The family soon discovered — to their horror — that their home had once been a funeral parlor, and the eldest son began seeing ghosts and terrifying visions. The experiences spread to other family members and got worse: Both parents said they were raped and sodomized by demons; one day as Carmen mopped the kitchen floor, the water suddenly turned blood red and smelled of decaying flesh; and so on.
Finally the family contacted a pair of self-styled “demonologists” and “ghost hunters,” Ed and Lorraine Warren, who arrived and proclaimed the Snedeker house to be infested with demons.
The Snedekers have told their story many times, including on national talk shows and in a Discovery Channel TV show. The film’s poster states in capital letters at the top that the movie is “based on true events.” Yet others aren’t so sure.
Investigator Joe Nickell reports in the May/June issue of Skeptical Inquirer magazine that the Snedeker’s landlady found the whole story ridiculous. She noted that nobody before or since had experienced anything unusual in the house, and that the Snedeker family stayed in the house for more than two years before finally deciding to leave.
Apparently being assaulted and raped by Satan’s minions for months at a time wasn’t a good enough reason to break the lease.
The Snedeker’s story first came to light in horror novelist Ray Garton’s 1992 book “In a Dark Place: The Story of a True Haunting.” In an interview in “Horror Bound” magazine, Garton discussed how the “true story” behind “The Haunting in Connecticut” came about.
Garton was hired by Ed and Lorraine Warren to work with the Snedekers and write the true story of their house from hell. He interviewed all the family members about their experiences, and soon realized that there was a problem: “I found that the accounts of the individual Snedekers didn’t quite mesh. They couldn’t keep their stories straight. I went to Ed with this problem. ‘Oh, they’re crazy,’ he said…. ‘You’ve got some of the story — just use what works and make the rest up… Just make it up and make it scary.'”
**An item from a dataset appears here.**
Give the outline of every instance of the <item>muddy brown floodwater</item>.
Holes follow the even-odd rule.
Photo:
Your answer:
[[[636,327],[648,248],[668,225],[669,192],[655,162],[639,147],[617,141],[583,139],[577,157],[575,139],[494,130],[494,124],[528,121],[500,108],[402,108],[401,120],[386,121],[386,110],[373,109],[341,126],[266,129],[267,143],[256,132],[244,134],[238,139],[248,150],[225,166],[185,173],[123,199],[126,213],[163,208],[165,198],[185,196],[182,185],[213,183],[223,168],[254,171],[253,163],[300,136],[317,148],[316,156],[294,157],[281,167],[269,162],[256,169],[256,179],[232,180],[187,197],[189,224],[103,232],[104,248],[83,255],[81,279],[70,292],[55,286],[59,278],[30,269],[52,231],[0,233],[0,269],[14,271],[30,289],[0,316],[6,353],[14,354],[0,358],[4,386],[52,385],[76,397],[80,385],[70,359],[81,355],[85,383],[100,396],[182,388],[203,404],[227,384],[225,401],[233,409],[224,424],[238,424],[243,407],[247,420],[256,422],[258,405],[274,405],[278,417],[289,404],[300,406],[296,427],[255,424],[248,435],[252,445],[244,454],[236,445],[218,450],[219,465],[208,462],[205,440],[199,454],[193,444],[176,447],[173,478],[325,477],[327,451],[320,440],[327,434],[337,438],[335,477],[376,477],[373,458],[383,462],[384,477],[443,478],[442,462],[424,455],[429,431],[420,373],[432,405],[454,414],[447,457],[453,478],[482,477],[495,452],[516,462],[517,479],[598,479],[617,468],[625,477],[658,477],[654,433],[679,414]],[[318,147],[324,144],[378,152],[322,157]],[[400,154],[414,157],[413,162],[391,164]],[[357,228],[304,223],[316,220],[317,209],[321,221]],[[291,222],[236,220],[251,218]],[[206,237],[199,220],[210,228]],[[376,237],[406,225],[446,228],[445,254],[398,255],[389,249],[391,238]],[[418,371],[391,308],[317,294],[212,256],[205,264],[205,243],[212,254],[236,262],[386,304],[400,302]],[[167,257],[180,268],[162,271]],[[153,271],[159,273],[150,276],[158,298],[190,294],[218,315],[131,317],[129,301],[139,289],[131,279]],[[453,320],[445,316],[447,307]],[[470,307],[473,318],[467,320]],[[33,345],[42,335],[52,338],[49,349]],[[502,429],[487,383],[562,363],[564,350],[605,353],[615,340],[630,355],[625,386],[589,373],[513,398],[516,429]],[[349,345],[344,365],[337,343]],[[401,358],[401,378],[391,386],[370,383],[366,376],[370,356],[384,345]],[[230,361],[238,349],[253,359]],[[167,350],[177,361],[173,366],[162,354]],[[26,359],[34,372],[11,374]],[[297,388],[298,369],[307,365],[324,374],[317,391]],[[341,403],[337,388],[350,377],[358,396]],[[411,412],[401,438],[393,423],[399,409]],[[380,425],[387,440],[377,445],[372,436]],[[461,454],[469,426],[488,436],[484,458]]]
Garton, who had accepted the job expecting to have a real “true story” to base the book on, did as he was told: “I used what I could, made up the rest, and tried to make it as scary as I could.”
Though the Snedekers stand by their story, it seems there is little or no proof that anything supernatural occurred at the house. Whether or not the Snedekers actually believed their story, they stood to make money from the book deal. They were aware that the Lutz family — of Amityville, New York — profited handsomely from selling the rights to their “true story” of a haunted house. “The Amityville Horror” has long since been revealed as a fiction by investigator Ric Osuna and others. Interestingly, the Warrens were also involved in the Amityville case.
Fiction passed off as memoir or true story is certainly nothing new, from William Peter Blatty’s book and film “The Exorcist” to James Frey’s debunked bestseller “A Million Little Pieces.” Filmmakers have a long history of touting movies as being based on true stories, when in fact they have little or no connection to any real events.
As for “The Haunting in Connecticut,” Garton notes, “I suspect the movie will begin with the words: ‘Based on a true story.’ Be warned: Just about anything that begins with any variation of this phrase is trying a little too hard to convince you of something that probably isn’t true.”